CMS has asked for comments on a form for healthcare providers to disclose actual or potential violations of the federal self-referral (Stark) law.  The proposed format includes a disclosure form, a physician-information form, and a financial-analysis worksheet.

As many providers know, CMS is significantly backlogged with self-disclosures, and so the standard form may help the agency more speedily process self-disclosures.  Although CMS anticipates that the standard form will also limit the amount of time that it takes to prepare a self-disclosure through the agency’s Self-Referral Disclosure Protocol, the proposed form expands some of the information that providers must include.  And especially because CMS still permits an optional cover letter, preparing submissions under the new approach will  likely require a similar amount of effort as prior submissions.

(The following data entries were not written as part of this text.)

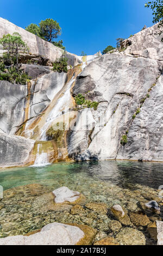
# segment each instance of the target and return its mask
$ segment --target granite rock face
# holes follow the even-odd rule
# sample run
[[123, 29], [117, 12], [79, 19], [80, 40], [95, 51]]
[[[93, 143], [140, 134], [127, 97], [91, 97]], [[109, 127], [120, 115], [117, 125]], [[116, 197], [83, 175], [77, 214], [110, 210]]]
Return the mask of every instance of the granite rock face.
[[0, 167], [29, 163], [35, 141], [0, 133]]

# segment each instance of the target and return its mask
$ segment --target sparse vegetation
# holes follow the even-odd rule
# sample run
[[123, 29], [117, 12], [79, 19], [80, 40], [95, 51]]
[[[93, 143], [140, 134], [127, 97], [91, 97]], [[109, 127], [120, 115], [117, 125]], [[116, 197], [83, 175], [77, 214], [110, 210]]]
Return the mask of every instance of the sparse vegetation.
[[28, 50], [27, 45], [17, 33], [3, 35], [0, 44], [7, 52], [3, 54], [0, 63], [0, 80], [8, 81], [12, 83], [26, 84], [30, 77], [21, 69], [19, 63], [19, 52]]
[[61, 34], [61, 28], [59, 23], [52, 19], [47, 19], [45, 21], [41, 21], [39, 26], [32, 23], [26, 27], [26, 30], [45, 41], [52, 43], [55, 46], [65, 50], [65, 47], [62, 45], [62, 40], [58, 42], [54, 40]]

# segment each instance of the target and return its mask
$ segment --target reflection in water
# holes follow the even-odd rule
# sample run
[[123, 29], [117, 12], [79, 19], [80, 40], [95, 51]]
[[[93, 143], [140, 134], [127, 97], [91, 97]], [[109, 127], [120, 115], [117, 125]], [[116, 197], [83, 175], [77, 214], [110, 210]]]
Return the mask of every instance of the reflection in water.
[[[33, 183], [53, 186], [87, 185], [103, 180], [127, 188], [135, 184], [158, 189], [163, 185], [163, 163], [108, 161], [61, 163], [42, 167], [19, 167], [0, 172], [0, 185], [4, 190]], [[72, 184], [73, 183], [73, 184]]]

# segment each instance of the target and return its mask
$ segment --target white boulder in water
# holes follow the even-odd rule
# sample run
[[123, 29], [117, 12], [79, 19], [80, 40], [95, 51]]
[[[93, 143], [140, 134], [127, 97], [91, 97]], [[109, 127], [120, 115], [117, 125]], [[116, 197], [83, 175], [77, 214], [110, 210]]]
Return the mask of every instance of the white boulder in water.
[[0, 245], [74, 245], [84, 236], [84, 232], [77, 227], [54, 222], [29, 236], [1, 238]]
[[80, 193], [77, 191], [70, 190], [67, 187], [61, 187], [53, 191], [55, 198], [56, 203], [64, 203], [65, 202], [73, 202], [77, 200]]
[[145, 204], [145, 206], [148, 209], [153, 209], [156, 211], [160, 211], [160, 208], [156, 201], [154, 200]]
[[156, 221], [158, 245], [163, 245], [163, 221]]

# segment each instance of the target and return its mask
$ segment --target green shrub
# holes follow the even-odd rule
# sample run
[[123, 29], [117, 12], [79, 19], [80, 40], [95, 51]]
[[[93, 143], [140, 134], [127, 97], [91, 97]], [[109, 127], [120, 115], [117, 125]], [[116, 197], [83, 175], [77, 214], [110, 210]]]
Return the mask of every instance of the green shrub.
[[85, 97], [80, 93], [79, 93], [79, 94], [76, 96], [75, 100], [77, 105], [83, 105], [85, 102]]
[[17, 71], [17, 69], [14, 66], [5, 69], [1, 69], [0, 70], [0, 80], [1, 81], [8, 81], [10, 83], [15, 83], [17, 84], [26, 84], [27, 81], [29, 79], [31, 79], [31, 77], [28, 75], [21, 70]]
[[122, 136], [122, 139], [121, 141], [121, 144], [123, 145], [124, 145], [126, 143], [128, 143], [127, 135], [123, 135]]
[[57, 71], [59, 73], [64, 72], [67, 73], [67, 60], [68, 59], [65, 57], [61, 57], [59, 59], [57, 60], [53, 63], [54, 71]]

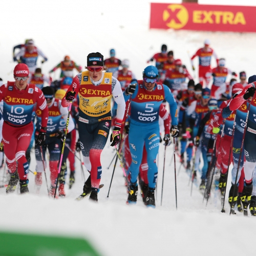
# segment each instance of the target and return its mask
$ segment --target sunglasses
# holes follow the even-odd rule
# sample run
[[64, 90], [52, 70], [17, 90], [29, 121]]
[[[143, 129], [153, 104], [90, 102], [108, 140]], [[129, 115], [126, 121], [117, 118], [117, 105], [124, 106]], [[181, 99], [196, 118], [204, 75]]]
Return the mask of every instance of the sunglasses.
[[102, 70], [102, 67], [100, 67], [99, 68], [92, 68], [91, 67], [88, 67], [87, 69], [91, 72], [93, 72], [94, 71], [96, 71], [96, 72], [99, 72], [101, 70]]
[[151, 82], [151, 83], [154, 83], [157, 81], [157, 78], [151, 79], [150, 78], [148, 78], [147, 77], [144, 77], [143, 80], [146, 82], [148, 82], [148, 83]]
[[17, 81], [26, 81], [28, 78], [28, 76], [25, 76], [23, 77], [20, 77], [19, 76], [14, 76], [14, 79]]

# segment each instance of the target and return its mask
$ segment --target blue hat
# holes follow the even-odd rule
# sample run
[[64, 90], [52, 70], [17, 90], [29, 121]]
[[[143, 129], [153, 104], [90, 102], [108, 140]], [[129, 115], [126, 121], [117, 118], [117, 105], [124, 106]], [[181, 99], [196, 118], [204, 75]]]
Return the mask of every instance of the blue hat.
[[255, 81], [256, 81], [256, 75], [255, 75], [250, 76], [250, 77], [249, 77], [249, 79], [248, 79], [248, 83], [251, 83]]
[[116, 56], [116, 51], [115, 51], [115, 49], [112, 49], [110, 50], [110, 56], [111, 57], [115, 57]]
[[202, 91], [202, 95], [204, 96], [208, 96], [209, 97], [210, 95], [210, 90], [209, 88], [204, 88]]
[[216, 99], [210, 99], [208, 102], [208, 106], [215, 106], [218, 105], [218, 101]]

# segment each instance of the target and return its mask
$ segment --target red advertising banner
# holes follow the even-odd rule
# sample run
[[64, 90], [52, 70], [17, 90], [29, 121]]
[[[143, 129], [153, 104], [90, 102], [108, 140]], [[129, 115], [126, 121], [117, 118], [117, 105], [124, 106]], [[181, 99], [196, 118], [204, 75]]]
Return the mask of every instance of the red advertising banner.
[[256, 7], [151, 3], [151, 29], [256, 32]]

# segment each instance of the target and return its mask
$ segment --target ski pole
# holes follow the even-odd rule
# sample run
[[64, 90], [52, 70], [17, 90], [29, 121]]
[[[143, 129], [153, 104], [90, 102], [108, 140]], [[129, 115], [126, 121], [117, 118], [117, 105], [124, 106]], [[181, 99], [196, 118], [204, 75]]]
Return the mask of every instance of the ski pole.
[[110, 163], [110, 165], [109, 165], [109, 167], [107, 168], [108, 169], [110, 168], [110, 165], [112, 164], [113, 161], [114, 161], [114, 159], [115, 159], [115, 157], [116, 155], [116, 153], [114, 155], [114, 157], [113, 158], [112, 160], [111, 161], [111, 162]]
[[[60, 139], [60, 140], [63, 142], [63, 140], [62, 139]], [[82, 176], [83, 178], [83, 180], [84, 182], [86, 182], [86, 178], [84, 177], [84, 173], [83, 172], [83, 169], [82, 168], [82, 166], [84, 165], [84, 163], [83, 162], [82, 162], [81, 160], [81, 158], [79, 158], [76, 155], [75, 152], [73, 151], [73, 150], [71, 149], [71, 148], [69, 146], [68, 144], [66, 144], [65, 143], [65, 146], [66, 146], [68, 149], [72, 153], [74, 154], [75, 157], [76, 157], [77, 159], [78, 159], [80, 161], [80, 162], [81, 163], [81, 172], [82, 173]]]
[[46, 178], [46, 166], [45, 165], [45, 160], [44, 159], [44, 155], [42, 154], [42, 146], [40, 146], [40, 151], [41, 152], [41, 157], [42, 160], [42, 166], [44, 167], [44, 172], [45, 173], [45, 177], [46, 177], [46, 186], [47, 187], [47, 191], [48, 192], [48, 196], [50, 197], [50, 193], [49, 191], [48, 183], [47, 182], [47, 178]]
[[[73, 89], [73, 91], [74, 92], [74, 88]], [[71, 112], [71, 106], [72, 105], [72, 102], [69, 102], [69, 113], [68, 114], [68, 118], [67, 119], [67, 123], [66, 125], [66, 130], [65, 130], [65, 133], [64, 134], [64, 139], [63, 140], [63, 145], [62, 145], [62, 148], [61, 150], [61, 154], [60, 155], [60, 159], [59, 160], [59, 169], [58, 170], [58, 176], [57, 177], [57, 181], [56, 183], [56, 187], [55, 187], [55, 191], [54, 192], [54, 199], [55, 199], [56, 197], [56, 192], [57, 191], [57, 188], [58, 187], [58, 182], [59, 182], [59, 174], [60, 173], [60, 168], [61, 168], [61, 164], [62, 164], [62, 158], [63, 158], [63, 154], [64, 153], [64, 148], [65, 147], [65, 142], [66, 142], [66, 139], [67, 138], [67, 133], [68, 133], [68, 126], [69, 126], [69, 117], [70, 116], [70, 112]]]
[[222, 212], [225, 212], [224, 206], [224, 204], [225, 204], [225, 197], [226, 197], [226, 191], [227, 189], [227, 178], [228, 177], [228, 170], [229, 170], [229, 165], [230, 164], [231, 152], [232, 148], [233, 147], [233, 140], [234, 139], [234, 129], [235, 129], [235, 126], [236, 126], [236, 122], [235, 122], [236, 115], [236, 113], [234, 114], [234, 122], [233, 123], [233, 131], [232, 131], [232, 138], [231, 139], [230, 149], [229, 150], [229, 156], [228, 157], [228, 164], [227, 165], [227, 177], [226, 178], [226, 186], [225, 187], [225, 190], [224, 190], [223, 205], [222, 206], [222, 209], [221, 210]]
[[111, 187], [111, 184], [112, 184], [112, 180], [113, 180], [113, 177], [114, 176], [114, 173], [115, 172], [115, 169], [116, 169], [116, 163], [117, 162], [117, 158], [118, 157], [117, 156], [117, 155], [116, 157], [116, 161], [115, 162], [115, 165], [114, 165], [114, 168], [113, 170], [113, 173], [112, 173], [112, 177], [111, 177], [111, 180], [110, 181], [110, 188], [109, 189], [109, 193], [108, 193], [108, 196], [106, 197], [109, 197], [109, 196], [110, 195], [110, 188]]
[[175, 138], [174, 137], [174, 176], [175, 178], [175, 199], [176, 200], [176, 210], [178, 209], [177, 201], [177, 180], [176, 180], [176, 159], [175, 158]]
[[166, 152], [166, 146], [164, 147], [164, 154], [163, 156], [163, 180], [162, 181], [162, 194], [161, 195], [161, 206], [162, 206], [162, 200], [163, 199], [163, 178], [164, 177], [164, 167], [165, 165], [165, 153]]
[[[211, 174], [210, 172], [209, 174], [209, 177], [210, 177], [210, 186], [209, 186], [209, 187], [208, 188], [208, 189], [207, 189], [207, 186], [206, 186], [206, 187], [205, 188], [205, 190], [204, 191], [205, 193], [205, 191], [207, 191], [207, 194], [206, 195], [207, 198], [206, 198], [206, 206], [207, 206], [208, 200], [209, 200], [209, 196], [210, 196], [210, 189], [211, 189], [211, 184], [212, 184], [212, 180], [214, 179], [214, 173], [215, 172], [215, 168], [216, 167], [216, 162], [217, 161], [218, 156], [219, 155], [219, 151], [220, 150], [220, 147], [221, 147], [221, 141], [222, 140], [222, 138], [223, 138], [223, 136], [224, 136], [224, 127], [225, 127], [225, 122], [226, 122], [226, 119], [224, 119], [224, 122], [223, 126], [222, 127], [222, 130], [221, 131], [221, 139], [220, 140], [220, 143], [219, 144], [219, 146], [218, 147], [218, 151], [217, 152], [216, 155], [216, 157], [215, 157], [215, 162], [214, 162], [214, 170], [213, 170], [212, 173]], [[217, 136], [216, 136], [216, 141], [217, 140]], [[214, 154], [214, 153], [212, 153], [212, 155], [213, 154]], [[207, 184], [206, 184], [206, 185], [207, 185]], [[207, 189], [207, 190], [206, 190], [206, 189]]]
[[129, 181], [128, 180], [128, 178], [127, 178], [127, 175], [125, 172], [125, 170], [124, 169], [124, 168], [123, 168], [123, 163], [122, 163], [121, 157], [120, 156], [119, 153], [118, 152], [118, 150], [117, 150], [117, 147], [116, 146], [116, 145], [115, 145], [115, 148], [116, 149], [116, 154], [118, 156], [118, 158], [119, 159], [120, 164], [121, 165], [121, 167], [122, 168], [122, 170], [123, 170], [123, 175], [124, 175], [124, 178], [125, 178], [125, 180], [127, 183], [127, 186], [128, 187], [128, 190], [129, 190], [129, 193], [131, 195], [132, 195], [134, 193], [134, 191], [131, 190], [131, 187], [129, 184]]
[[190, 181], [191, 180], [191, 189], [190, 189], [190, 197], [192, 196], [192, 191], [193, 190], [193, 183], [194, 180], [195, 179], [195, 174], [196, 171], [195, 170], [195, 166], [196, 164], [196, 155], [197, 154], [197, 147], [196, 147], [196, 150], [195, 151], [195, 156], [193, 159], [193, 166], [192, 166], [192, 170], [191, 172], [191, 179], [189, 179], [188, 181], [188, 185], [189, 185]]
[[[241, 161], [241, 158], [242, 157], [242, 151], [243, 150], [243, 147], [244, 146], [244, 138], [245, 137], [245, 133], [246, 132], [246, 128], [247, 126], [248, 117], [249, 116], [249, 112], [250, 111], [250, 107], [251, 106], [251, 100], [252, 98], [252, 97], [250, 97], [250, 98], [249, 99], [249, 106], [248, 107], [247, 114], [246, 115], [246, 119], [245, 119], [245, 124], [244, 125], [244, 133], [243, 134], [243, 139], [242, 140], [242, 144], [241, 146], [240, 154], [239, 155], [239, 159], [238, 160], [238, 168], [237, 170], [237, 174], [236, 175], [236, 180], [234, 181], [234, 186], [237, 185], [237, 182], [238, 180], [238, 173], [239, 172], [239, 167], [240, 167], [240, 161]], [[236, 190], [236, 189], [234, 189], [233, 190], [233, 195], [232, 195], [232, 199], [231, 199], [231, 207], [230, 207], [230, 211], [229, 212], [229, 215], [231, 215], [231, 214], [232, 211], [232, 205], [233, 204], [233, 202], [234, 201], [234, 196], [235, 190]]]

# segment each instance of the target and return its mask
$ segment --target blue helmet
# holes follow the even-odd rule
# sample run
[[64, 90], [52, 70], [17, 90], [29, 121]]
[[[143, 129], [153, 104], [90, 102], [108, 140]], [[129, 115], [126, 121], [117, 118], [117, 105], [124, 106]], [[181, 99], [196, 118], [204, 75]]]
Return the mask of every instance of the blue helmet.
[[154, 66], [147, 66], [143, 72], [143, 77], [156, 79], [158, 77], [158, 70]]

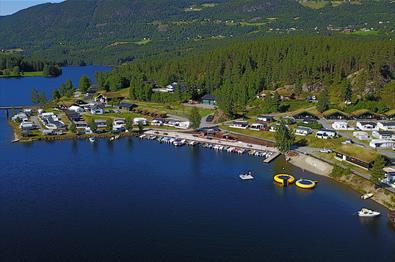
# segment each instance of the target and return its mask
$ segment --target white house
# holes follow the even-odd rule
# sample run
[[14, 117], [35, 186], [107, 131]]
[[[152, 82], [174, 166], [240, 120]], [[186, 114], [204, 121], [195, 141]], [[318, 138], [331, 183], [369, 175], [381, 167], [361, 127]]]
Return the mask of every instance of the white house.
[[377, 139], [395, 140], [395, 133], [391, 131], [373, 131], [372, 136]]
[[267, 123], [267, 122], [272, 122], [272, 121], [274, 121], [274, 118], [273, 118], [272, 116], [260, 115], [260, 116], [257, 116], [256, 121], [257, 121], [257, 122]]
[[251, 124], [251, 126], [250, 126], [250, 129], [255, 130], [255, 131], [264, 130], [265, 128], [266, 128], [266, 126], [261, 123], [254, 123], [254, 124]]
[[394, 141], [385, 139], [373, 139], [370, 141], [369, 146], [373, 148], [391, 148], [395, 144]]
[[93, 105], [91, 107], [90, 111], [91, 111], [92, 115], [102, 115], [102, 114], [104, 114], [104, 109], [101, 106], [99, 106], [99, 105]]
[[29, 121], [23, 121], [20, 125], [19, 125], [20, 129], [24, 129], [24, 130], [32, 130], [36, 128], [36, 125], [33, 122], [29, 122]]
[[395, 122], [378, 122], [377, 127], [384, 131], [395, 130]]
[[335, 130], [354, 130], [354, 128], [350, 127], [346, 121], [333, 122], [332, 128]]
[[355, 131], [352, 135], [358, 140], [369, 140], [369, 134], [362, 131]]
[[229, 127], [239, 128], [239, 129], [247, 129], [248, 122], [247, 121], [233, 121], [233, 123]]
[[307, 136], [312, 133], [313, 133], [313, 129], [311, 129], [310, 127], [298, 126], [295, 129], [295, 135], [298, 135], [298, 136]]
[[107, 127], [107, 122], [104, 119], [96, 119], [95, 124], [97, 128], [106, 128]]
[[319, 130], [315, 134], [317, 138], [328, 139], [328, 138], [335, 138], [337, 133], [333, 130]]
[[82, 107], [80, 107], [80, 106], [75, 106], [75, 105], [70, 106], [70, 107], [69, 107], [69, 110], [70, 110], [70, 111], [74, 111], [74, 112], [76, 112], [76, 113], [82, 113], [82, 112], [85, 111]]
[[362, 131], [378, 130], [375, 122], [357, 122], [357, 128]]
[[163, 118], [155, 118], [151, 121], [151, 125], [153, 126], [161, 126], [165, 123], [165, 119]]
[[133, 125], [139, 125], [139, 124], [146, 126], [148, 124], [148, 121], [147, 119], [142, 117], [133, 118]]
[[188, 129], [190, 125], [191, 123], [189, 121], [180, 121], [175, 127], [180, 129]]

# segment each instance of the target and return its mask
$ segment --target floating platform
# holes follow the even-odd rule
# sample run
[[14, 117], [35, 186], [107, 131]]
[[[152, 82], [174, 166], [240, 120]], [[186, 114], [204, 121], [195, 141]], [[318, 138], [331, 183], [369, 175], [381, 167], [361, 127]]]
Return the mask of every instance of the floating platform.
[[297, 187], [303, 188], [303, 189], [313, 189], [316, 187], [317, 182], [310, 180], [310, 179], [298, 179], [295, 183]]
[[280, 185], [287, 186], [295, 182], [295, 178], [288, 174], [278, 174], [273, 177], [274, 181]]
[[273, 154], [270, 157], [268, 157], [265, 160], [263, 160], [263, 163], [270, 163], [274, 159], [276, 159], [279, 155], [281, 155], [279, 152], [273, 152]]

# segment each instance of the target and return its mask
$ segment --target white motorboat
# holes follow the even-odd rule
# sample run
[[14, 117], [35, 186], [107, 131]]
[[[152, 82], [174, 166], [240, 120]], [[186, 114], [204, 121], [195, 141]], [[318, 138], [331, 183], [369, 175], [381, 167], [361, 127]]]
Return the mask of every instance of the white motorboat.
[[244, 174], [240, 174], [239, 177], [241, 178], [241, 180], [252, 180], [252, 179], [254, 179], [254, 176], [252, 175], [251, 171], [248, 171], [247, 173], [244, 173]]
[[373, 196], [373, 193], [366, 193], [361, 196], [361, 199], [366, 200]]
[[358, 211], [358, 216], [360, 217], [377, 217], [380, 215], [380, 212], [373, 211], [367, 208], [362, 208], [360, 211]]

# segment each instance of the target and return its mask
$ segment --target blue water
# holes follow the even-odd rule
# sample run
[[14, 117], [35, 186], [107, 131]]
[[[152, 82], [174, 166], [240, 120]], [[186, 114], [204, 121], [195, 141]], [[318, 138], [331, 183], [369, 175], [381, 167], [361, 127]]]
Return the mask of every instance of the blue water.
[[87, 75], [91, 81], [95, 81], [96, 71], [109, 71], [108, 66], [69, 66], [62, 68], [63, 73], [59, 77], [21, 77], [0, 79], [0, 106], [31, 105], [32, 90], [44, 91], [47, 98], [52, 97], [52, 90], [59, 88], [66, 80], [71, 80], [75, 87], [82, 75]]
[[[0, 123], [0, 261], [395, 261], [386, 217], [355, 215], [385, 209], [280, 158], [135, 138], [11, 144]], [[281, 188], [278, 172], [319, 184]]]

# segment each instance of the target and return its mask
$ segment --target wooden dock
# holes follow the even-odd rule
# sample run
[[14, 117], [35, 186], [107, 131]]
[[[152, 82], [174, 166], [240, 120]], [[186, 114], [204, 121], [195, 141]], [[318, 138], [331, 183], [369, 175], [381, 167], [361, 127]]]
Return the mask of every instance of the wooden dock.
[[270, 163], [274, 159], [276, 159], [279, 155], [281, 155], [279, 152], [274, 152], [270, 157], [268, 157], [265, 160], [263, 160], [263, 163]]

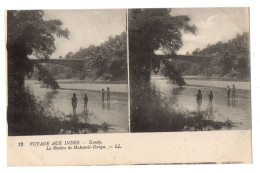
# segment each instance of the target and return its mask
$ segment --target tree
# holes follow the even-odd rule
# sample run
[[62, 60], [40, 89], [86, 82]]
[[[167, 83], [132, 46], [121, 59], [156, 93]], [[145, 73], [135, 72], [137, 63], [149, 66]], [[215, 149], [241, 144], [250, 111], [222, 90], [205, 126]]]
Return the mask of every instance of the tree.
[[130, 78], [133, 85], [149, 81], [151, 70], [160, 66], [160, 61], [152, 60], [155, 50], [175, 54], [183, 45], [182, 31], [195, 33], [196, 27], [189, 25], [188, 16], [171, 16], [170, 12], [171, 9], [129, 10]]
[[[62, 29], [60, 20], [43, 20], [44, 12], [39, 10], [7, 12], [7, 57], [8, 57], [8, 123], [9, 130], [17, 124], [27, 124], [32, 128], [32, 110], [35, 110], [34, 99], [25, 92], [24, 78], [30, 75], [34, 67], [38, 68], [46, 82], [48, 74], [41, 66], [33, 64], [29, 56], [48, 59], [55, 51], [55, 36], [68, 38], [68, 29]], [[39, 112], [38, 112], [39, 113]], [[36, 114], [37, 115], [37, 114]], [[39, 115], [37, 115], [39, 116]], [[24, 125], [25, 126], [25, 125]], [[23, 126], [23, 127], [24, 127]], [[35, 125], [34, 125], [35, 126]]]
[[182, 32], [196, 31], [195, 26], [189, 25], [188, 16], [171, 16], [170, 12], [171, 9], [130, 9], [128, 13], [131, 130], [135, 132], [152, 131], [158, 129], [158, 122], [171, 121], [166, 117], [172, 112], [150, 84], [151, 71], [157, 71], [162, 63], [164, 75], [174, 83], [184, 83], [169, 60], [153, 58], [159, 49], [164, 54], [175, 54], [183, 45]]

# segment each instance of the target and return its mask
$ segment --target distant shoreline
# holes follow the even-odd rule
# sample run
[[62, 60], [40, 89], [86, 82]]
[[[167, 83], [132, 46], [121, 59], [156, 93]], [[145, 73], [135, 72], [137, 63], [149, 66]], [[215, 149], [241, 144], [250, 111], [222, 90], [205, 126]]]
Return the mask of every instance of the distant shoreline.
[[[127, 80], [122, 81], [106, 81], [106, 80], [76, 80], [76, 79], [64, 79], [64, 80], [56, 80], [58, 83], [86, 83], [86, 84], [128, 84]], [[27, 79], [25, 80], [25, 83], [42, 83], [41, 81], [38, 81], [37, 79]]]

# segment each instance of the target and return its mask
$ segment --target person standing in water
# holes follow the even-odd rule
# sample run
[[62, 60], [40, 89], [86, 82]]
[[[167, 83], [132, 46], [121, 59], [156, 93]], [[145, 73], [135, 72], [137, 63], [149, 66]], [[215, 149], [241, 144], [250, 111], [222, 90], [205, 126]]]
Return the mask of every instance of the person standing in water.
[[212, 101], [213, 101], [213, 93], [212, 91], [209, 92], [209, 106], [212, 107]]
[[235, 100], [235, 98], [236, 98], [236, 87], [234, 84], [232, 87], [231, 97], [232, 97], [232, 100]]
[[107, 87], [107, 109], [110, 109], [110, 89]]
[[76, 109], [77, 109], [78, 100], [77, 100], [77, 97], [76, 97], [75, 93], [73, 93], [73, 97], [71, 98], [71, 103], [72, 103], [72, 108], [73, 108], [73, 115], [76, 115]]
[[200, 110], [200, 106], [202, 104], [202, 94], [201, 94], [201, 90], [198, 90], [198, 93], [196, 95], [196, 99], [197, 99], [197, 104], [198, 104], [198, 110]]
[[85, 94], [85, 97], [84, 97], [84, 110], [87, 110], [88, 109], [88, 95]]

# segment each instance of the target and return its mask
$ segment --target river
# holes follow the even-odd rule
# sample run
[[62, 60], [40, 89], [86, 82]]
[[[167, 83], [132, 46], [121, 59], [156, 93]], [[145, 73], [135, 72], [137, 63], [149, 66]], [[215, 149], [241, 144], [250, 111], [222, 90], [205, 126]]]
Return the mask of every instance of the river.
[[[48, 109], [62, 112], [65, 115], [72, 114], [71, 98], [75, 93], [77, 96], [77, 114], [82, 113], [84, 108], [83, 97], [88, 94], [89, 116], [81, 121], [102, 125], [106, 123], [110, 126], [108, 132], [125, 133], [129, 131], [128, 121], [128, 85], [117, 82], [102, 81], [59, 81], [60, 89], [54, 91], [41, 87], [41, 83], [34, 80], [26, 80], [26, 89], [36, 96], [44, 105], [50, 105]], [[110, 104], [107, 101], [102, 104], [101, 88], [109, 87]], [[99, 131], [103, 133], [103, 131]], [[98, 132], [98, 133], [99, 133]]]
[[[235, 123], [232, 129], [251, 130], [250, 82], [222, 79], [185, 78], [187, 85], [172, 85], [168, 78], [159, 75], [151, 77], [151, 83], [162, 97], [172, 102], [174, 108], [183, 111], [197, 111], [196, 94], [202, 91], [201, 110], [211, 110], [212, 119], [216, 121], [231, 120]], [[227, 86], [236, 86], [236, 99], [227, 99]], [[213, 107], [209, 107], [208, 94], [213, 91]]]

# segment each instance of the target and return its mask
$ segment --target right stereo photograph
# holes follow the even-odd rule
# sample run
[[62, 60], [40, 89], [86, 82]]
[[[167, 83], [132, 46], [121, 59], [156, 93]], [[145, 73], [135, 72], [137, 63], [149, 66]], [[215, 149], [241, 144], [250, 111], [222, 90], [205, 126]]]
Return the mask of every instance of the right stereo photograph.
[[129, 9], [130, 131], [251, 130], [249, 8]]

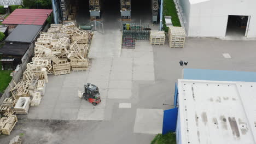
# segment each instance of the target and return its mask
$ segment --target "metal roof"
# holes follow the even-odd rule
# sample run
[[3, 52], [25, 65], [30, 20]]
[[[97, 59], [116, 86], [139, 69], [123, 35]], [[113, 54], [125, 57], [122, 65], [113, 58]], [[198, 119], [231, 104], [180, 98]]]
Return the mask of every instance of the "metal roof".
[[22, 0], [0, 0], [0, 5], [21, 5]]
[[209, 81], [256, 82], [256, 73], [222, 70], [184, 69], [184, 79]]
[[7, 43], [0, 48], [0, 53], [2, 53], [4, 55], [22, 56], [28, 49], [30, 44], [21, 43]]
[[4, 33], [5, 33], [6, 30], [7, 30], [7, 27], [5, 27], [3, 25], [1, 25], [0, 26], [0, 32]]
[[16, 9], [2, 22], [9, 25], [43, 25], [51, 9]]
[[5, 41], [31, 43], [40, 32], [42, 26], [19, 25]]
[[182, 143], [256, 143], [256, 82], [178, 83]]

For example, on the proposed form, providers must include more information about other financial relationships about the relevant timeframe, which could take significant time to determine, to show the “pervasiveness of noncompliance.”  CMS will also need to be informed within 30 days of the disclosing party’s bankruptcy filing, change of ownership, or change of designated representative.  Helpfully, however, the form expressly eliminates reporting of the amount of remuneration between the parties, which previously needed to be provided with the financial analysis.

CMS will also be making changes to expand the current four-year lookback to six years based on the OIG’s final rule on overpayments, briefed in our post “CMS issues anticipated Medicare overpayments final rule; relaxes initial proposals.”   Despite the agency’s relaxed rules, briefed in our coverage of the 2016 Medicare Physician Fee Schedule final rule, that may allow some providers to withdraw their submissions if they locate sufficient documentation to satisfy the elements of a Stark Law exception, the challenges of locating documentation for a six-year period to support a compliant arrangement may result in providers reporting some, if not all, of arrangements that do not satisfy all elements of an applicable exception.

CMS’s request for comments is available in the May 6 Federal Register (81 Fed. Reg. 27,450).  Comments are due on July 5.